Linus Torvalds wrote:
On Mon, 13 Apr 2009, Avi Kivity wrote:
- create a big file,
Just creating a 5GB file in a 64KB filesystem was interesting - Windows
was throwing out 256KB I/Os even though I was generating 1MB writes (and
cached too). Looks like a paranoid IDE driver (qemu exposes a PIIX4).
Heh, ok. So the "big file" really only needed to be big enough to not be
cached, and 5GB was probably overkill. In fact, if there's some way to
blow the cache, you could have made it much smaller. But 5G certainly
works ;)
I wanted to make sure my random writes later don't get coalesced. A 1GB
file, half of which is cached (I used a 1GB guest), offers lots of
chances for coalescing if Windows delays the writes sufficiently. At
5GB, Windows can only cache 10% of the file, so it will be continuously
flushing.
(a) Windows caches things with a 4kB granularity, so the 512-byte write
turned into a read-modify-write
[...]
You absolutely do _not_ want to manage memory in 16kB chunks (or 64kB for
your example!). It's a total disaster. Imagine what would happen to user
application performance if kmalloc() always returned 16kB-aligned chunks
of memory, all sized as integer multiples of 16kB? It would absolutely
_suck_. Sure, it would be fine for your large allocations, but any time
you handle strings, you'd allocate 16kB of memory for any small 5-byte
string. You'd have horrible cache behavior, and you'd run out of memory
much too quickly.
The same is true in the kernel. The single biggest memory user under
almost all normal loads is the disk cache. That _is_ the normal allocator
for any OS kernel. Everything else is almost details (ok, so Linux in
particular does cache metadata very aggressively, so the dcache and inode
cache are seldom "just details", but the page cache is still generally the
most important part).
So having a 16kB or 64kB granularity is a _disaster_. Which is why no sane
system does that. It's only useful if you absolutely _only_ work with
large files - ie you're a database server. For just about any other
workload, that kind of granularity is totally unnacceptable.

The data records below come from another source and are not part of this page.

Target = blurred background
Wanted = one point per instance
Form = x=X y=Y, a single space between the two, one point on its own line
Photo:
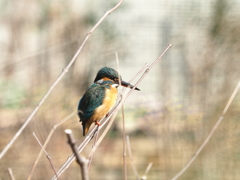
x=179 y=102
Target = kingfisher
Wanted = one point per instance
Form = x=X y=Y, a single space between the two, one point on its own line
x=100 y=97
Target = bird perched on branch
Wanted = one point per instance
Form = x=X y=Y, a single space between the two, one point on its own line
x=100 y=97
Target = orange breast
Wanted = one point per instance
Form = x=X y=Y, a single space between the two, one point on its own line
x=108 y=103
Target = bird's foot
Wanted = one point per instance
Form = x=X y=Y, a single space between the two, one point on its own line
x=97 y=123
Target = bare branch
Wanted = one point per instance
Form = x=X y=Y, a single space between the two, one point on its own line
x=65 y=70
x=80 y=160
x=147 y=170
x=46 y=142
x=124 y=139
x=11 y=174
x=91 y=157
x=48 y=157
x=131 y=157
x=210 y=134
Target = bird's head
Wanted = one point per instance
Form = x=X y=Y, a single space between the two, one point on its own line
x=109 y=74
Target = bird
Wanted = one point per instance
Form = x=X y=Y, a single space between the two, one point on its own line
x=100 y=97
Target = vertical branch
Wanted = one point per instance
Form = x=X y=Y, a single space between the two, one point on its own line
x=124 y=140
x=80 y=160
x=48 y=157
x=147 y=170
x=124 y=146
x=94 y=144
x=11 y=174
x=46 y=142
x=210 y=134
x=131 y=158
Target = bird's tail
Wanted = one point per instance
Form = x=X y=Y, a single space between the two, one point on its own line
x=85 y=129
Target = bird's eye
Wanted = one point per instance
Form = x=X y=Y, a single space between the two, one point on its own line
x=99 y=81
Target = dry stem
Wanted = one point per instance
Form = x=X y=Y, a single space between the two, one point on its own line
x=46 y=142
x=11 y=174
x=48 y=157
x=80 y=160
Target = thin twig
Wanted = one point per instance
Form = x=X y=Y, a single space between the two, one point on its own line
x=124 y=139
x=65 y=70
x=46 y=142
x=11 y=174
x=210 y=134
x=104 y=121
x=47 y=155
x=80 y=160
x=124 y=146
x=91 y=157
x=147 y=170
x=131 y=157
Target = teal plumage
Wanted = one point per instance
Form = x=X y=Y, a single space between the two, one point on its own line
x=100 y=97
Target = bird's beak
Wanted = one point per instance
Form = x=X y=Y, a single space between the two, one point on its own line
x=125 y=84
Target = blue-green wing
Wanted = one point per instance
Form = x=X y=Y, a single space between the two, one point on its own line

So doing a read-modify-write on a 1-byte (or 512-byte) write, when the
block size is 4kB is easy - we just have to do it anyway.
Doing a read-modify-write on a 4kB write and a 16kB (or 64kB) blocksize is
also _doable_, and from the IO pattern standpoint it is no different. But
from a memory allocation pattern standpoint it's a disaster - because now
you're always working with chunks that are just 'too big' to be good
building blocks of a reasonable allocator.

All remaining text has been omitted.